-2

I would like to use tapply on a list of data frames in oder to calculate sums for individual groups and then tabulate the occurence of the value 0. On an individual data frame I would do this:

sums <- tapply(my_data_frame$V3, my_data_frame$V2, sum)
table(unlist(sums==0))

Since I have to calculate this for a number of files, I have loaded them all into a list:

files <- Sys.glob("*txt")
listOfFiles <- lapply(files, function(x) read.table(x, skip = 1, sep = "\t"))
listOfFiles <- lapply(listOfFiles, function (x) na.omit(x))

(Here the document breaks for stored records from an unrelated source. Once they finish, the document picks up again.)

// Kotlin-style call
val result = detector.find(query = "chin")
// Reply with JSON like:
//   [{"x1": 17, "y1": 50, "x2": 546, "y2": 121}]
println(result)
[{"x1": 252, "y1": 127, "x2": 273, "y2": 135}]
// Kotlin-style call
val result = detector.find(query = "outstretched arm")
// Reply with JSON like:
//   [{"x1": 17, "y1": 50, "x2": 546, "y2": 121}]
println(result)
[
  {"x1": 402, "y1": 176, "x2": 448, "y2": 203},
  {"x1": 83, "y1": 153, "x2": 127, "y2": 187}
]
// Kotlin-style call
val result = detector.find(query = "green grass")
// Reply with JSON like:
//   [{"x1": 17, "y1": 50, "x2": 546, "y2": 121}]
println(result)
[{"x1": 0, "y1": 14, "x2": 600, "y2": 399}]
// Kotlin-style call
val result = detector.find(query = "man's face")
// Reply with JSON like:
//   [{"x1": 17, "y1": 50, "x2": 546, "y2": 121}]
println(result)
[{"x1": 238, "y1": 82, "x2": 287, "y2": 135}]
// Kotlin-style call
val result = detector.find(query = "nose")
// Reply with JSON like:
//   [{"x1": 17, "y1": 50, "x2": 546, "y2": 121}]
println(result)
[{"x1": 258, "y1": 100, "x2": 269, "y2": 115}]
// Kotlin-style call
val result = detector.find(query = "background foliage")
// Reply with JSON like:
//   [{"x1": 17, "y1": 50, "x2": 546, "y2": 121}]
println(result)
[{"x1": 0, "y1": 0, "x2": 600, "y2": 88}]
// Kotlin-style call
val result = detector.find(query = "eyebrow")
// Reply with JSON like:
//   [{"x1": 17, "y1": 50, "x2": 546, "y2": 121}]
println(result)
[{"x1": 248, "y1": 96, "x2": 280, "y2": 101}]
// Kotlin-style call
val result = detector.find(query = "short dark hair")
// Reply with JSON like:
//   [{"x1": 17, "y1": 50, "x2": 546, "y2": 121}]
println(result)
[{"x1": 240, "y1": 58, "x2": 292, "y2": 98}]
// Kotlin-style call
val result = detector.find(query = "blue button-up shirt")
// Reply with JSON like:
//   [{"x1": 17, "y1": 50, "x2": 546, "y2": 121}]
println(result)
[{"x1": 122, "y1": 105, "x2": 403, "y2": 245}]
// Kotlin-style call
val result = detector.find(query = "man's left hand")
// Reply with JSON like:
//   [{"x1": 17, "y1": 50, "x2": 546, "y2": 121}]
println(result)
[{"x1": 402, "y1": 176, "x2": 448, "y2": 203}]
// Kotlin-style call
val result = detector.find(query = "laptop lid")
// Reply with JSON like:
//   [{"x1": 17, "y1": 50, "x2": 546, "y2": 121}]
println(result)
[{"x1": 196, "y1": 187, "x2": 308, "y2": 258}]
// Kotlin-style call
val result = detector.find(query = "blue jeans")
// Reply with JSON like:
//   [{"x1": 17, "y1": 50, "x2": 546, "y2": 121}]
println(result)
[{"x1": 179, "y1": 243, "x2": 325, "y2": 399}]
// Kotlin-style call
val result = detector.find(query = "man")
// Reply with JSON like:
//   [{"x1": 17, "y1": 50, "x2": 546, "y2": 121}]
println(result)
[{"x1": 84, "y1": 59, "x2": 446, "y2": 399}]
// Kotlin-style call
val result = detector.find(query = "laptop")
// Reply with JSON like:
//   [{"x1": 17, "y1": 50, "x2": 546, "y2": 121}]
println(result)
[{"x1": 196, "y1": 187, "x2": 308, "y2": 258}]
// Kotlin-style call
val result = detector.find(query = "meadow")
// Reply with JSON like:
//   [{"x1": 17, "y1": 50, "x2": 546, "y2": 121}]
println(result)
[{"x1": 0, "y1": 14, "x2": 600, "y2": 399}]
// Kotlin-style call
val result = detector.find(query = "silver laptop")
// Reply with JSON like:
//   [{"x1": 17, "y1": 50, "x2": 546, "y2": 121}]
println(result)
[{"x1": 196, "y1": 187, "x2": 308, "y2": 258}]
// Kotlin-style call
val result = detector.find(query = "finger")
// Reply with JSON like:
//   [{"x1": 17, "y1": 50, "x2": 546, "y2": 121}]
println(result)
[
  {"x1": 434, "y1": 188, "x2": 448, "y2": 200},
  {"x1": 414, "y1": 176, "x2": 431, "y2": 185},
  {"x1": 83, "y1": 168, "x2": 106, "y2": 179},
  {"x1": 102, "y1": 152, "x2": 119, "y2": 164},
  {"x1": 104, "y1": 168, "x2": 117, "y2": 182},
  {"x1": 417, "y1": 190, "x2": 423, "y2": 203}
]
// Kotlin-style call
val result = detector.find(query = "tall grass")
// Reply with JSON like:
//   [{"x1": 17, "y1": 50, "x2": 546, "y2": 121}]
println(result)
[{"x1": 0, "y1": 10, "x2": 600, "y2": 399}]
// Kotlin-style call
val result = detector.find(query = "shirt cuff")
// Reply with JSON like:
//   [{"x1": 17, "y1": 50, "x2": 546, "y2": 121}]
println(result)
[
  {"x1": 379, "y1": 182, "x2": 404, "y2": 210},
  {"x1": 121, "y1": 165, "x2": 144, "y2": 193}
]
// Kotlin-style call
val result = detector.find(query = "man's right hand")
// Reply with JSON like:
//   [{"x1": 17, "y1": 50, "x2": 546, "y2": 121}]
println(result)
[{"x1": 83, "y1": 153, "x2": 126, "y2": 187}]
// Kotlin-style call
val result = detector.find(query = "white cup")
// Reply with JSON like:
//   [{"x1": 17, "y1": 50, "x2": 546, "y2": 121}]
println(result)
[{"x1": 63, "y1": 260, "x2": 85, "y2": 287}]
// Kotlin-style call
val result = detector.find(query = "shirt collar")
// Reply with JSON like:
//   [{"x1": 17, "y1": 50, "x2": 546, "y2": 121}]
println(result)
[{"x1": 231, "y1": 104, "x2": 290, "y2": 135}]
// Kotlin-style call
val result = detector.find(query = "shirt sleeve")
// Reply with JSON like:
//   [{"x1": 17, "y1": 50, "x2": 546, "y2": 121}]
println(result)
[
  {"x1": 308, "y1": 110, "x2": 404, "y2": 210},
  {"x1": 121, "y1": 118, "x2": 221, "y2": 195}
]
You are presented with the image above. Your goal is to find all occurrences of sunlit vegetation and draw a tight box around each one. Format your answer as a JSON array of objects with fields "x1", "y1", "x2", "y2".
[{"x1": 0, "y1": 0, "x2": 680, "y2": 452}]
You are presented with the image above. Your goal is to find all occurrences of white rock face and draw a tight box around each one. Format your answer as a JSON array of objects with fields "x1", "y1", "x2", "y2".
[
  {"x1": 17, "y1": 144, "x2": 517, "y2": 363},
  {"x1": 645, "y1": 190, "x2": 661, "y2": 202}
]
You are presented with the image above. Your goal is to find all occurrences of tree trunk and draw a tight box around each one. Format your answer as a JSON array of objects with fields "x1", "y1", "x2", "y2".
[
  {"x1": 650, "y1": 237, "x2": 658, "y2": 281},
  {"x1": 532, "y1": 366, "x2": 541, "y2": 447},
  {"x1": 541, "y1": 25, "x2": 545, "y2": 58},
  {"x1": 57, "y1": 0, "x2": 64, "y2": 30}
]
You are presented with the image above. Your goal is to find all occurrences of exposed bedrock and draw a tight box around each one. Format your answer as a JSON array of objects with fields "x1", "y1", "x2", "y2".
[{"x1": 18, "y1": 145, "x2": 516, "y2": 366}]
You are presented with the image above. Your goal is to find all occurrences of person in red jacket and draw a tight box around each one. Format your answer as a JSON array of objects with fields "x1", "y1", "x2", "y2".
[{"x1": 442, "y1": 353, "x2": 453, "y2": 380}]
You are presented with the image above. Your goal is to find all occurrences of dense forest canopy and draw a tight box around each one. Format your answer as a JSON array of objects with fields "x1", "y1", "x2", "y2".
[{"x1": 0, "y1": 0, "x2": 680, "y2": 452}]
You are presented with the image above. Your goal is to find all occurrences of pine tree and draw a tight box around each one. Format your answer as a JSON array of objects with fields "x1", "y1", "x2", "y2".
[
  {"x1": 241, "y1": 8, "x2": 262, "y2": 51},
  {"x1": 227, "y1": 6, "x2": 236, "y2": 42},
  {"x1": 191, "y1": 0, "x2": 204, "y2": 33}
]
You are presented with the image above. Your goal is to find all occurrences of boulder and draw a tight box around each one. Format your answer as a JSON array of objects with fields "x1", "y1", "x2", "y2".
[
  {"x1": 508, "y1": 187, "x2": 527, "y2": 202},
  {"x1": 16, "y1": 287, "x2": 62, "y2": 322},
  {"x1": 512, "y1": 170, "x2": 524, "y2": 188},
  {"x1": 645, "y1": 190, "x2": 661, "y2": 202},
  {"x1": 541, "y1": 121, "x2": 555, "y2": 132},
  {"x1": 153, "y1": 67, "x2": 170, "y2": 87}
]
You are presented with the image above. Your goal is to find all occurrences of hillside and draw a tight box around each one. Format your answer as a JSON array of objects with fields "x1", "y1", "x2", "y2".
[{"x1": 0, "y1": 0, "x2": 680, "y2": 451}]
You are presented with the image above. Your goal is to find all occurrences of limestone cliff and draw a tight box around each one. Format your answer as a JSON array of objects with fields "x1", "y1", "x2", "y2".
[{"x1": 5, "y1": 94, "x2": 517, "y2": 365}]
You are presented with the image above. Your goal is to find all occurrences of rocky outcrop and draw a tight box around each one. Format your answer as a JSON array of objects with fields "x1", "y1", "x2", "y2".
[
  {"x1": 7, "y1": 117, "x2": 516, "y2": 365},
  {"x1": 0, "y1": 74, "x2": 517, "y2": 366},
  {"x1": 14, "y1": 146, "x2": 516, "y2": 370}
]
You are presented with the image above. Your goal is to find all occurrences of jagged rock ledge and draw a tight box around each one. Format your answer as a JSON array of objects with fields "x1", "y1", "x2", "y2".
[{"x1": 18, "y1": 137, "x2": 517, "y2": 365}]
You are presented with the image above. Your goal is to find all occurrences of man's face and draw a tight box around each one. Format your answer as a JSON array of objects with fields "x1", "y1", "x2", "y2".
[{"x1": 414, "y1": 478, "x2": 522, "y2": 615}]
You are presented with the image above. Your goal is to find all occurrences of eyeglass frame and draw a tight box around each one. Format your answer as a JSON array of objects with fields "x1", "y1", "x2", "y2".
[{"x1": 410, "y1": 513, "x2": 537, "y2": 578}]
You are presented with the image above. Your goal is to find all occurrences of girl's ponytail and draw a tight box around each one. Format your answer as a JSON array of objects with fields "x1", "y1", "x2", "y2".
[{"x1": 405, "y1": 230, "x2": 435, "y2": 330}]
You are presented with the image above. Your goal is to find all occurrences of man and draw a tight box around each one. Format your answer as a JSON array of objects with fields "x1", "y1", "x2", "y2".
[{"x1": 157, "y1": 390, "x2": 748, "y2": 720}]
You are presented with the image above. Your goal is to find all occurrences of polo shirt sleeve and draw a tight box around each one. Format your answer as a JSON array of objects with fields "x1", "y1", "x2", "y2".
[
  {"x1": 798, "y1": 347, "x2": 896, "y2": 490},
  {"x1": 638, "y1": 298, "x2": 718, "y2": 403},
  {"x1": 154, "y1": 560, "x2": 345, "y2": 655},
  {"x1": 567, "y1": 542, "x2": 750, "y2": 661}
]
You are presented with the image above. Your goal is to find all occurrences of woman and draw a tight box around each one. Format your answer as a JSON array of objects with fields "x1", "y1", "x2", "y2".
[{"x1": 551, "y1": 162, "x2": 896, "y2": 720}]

I have tried this, but it does not work:

lapply(listOfFiles, tapply(
    lapply(listOfFiles, "[", c(2)),
    lapply(listOfFiles, "[", c(3)),
    sum)
)

Could someone give me any hints on what to do?

smci
  • 32,567
  • 20
  • 113
  • 146
  • 1
    Hello Mareike. Please read [How to Create a Minimal, Complete, and Verifiable Example](https://stackoverflow.com/help/mcve) and update your question. Also, please explain what constitutes a "group" in your question. – Len Greski Oct 13 '18 at 23:27
  • That's not a list of dataframes: `my_data_frame$V3, my_data_frame$V2`, it's a list of columns (or 'individual groups' as you call them). Do you want to reference the columns by name, or by index? – smci Oct 13 '18 at 23:34
  • The intent of your `lapply(listOfFiles, "[", c(2))` and `...c(3)` is simply to slice columns 2,3 from each dataframe. There are many easier ways to do that, and duplicate questions. First, what data structure do you want to use to keep multiple dataframes? list? tibble? – smci Oct 13 '18 at 23:40

1 Answers1

1

Consider building a generalized function of your read.table, tapply, and table calls and have lapply iteratively read files and calls your procedure:

proc_sums <- function(myfile) {
   # READ FILE INTO DATA FRAME
   my_data_frame <- read.table(myfile, skip = 1, sep = "\t")
   my_data_frame <- na.omit(my_data_frame)

   # RUN GROUP SUMS
   sums <- tapply(my_data_frame$V3, my_data_frame$V2, sum)
   tbl <- table(unlist(sums==0))

   return(tbl)
}

files <- Sys.glob("*txt")
# ITERATE THROUGH FILES AND CALL PROCEDURE
list_of_sum_tables <- lapply(files, proc_sums)
Parfait
  • 104,375
  • 17
  • 94
  • 125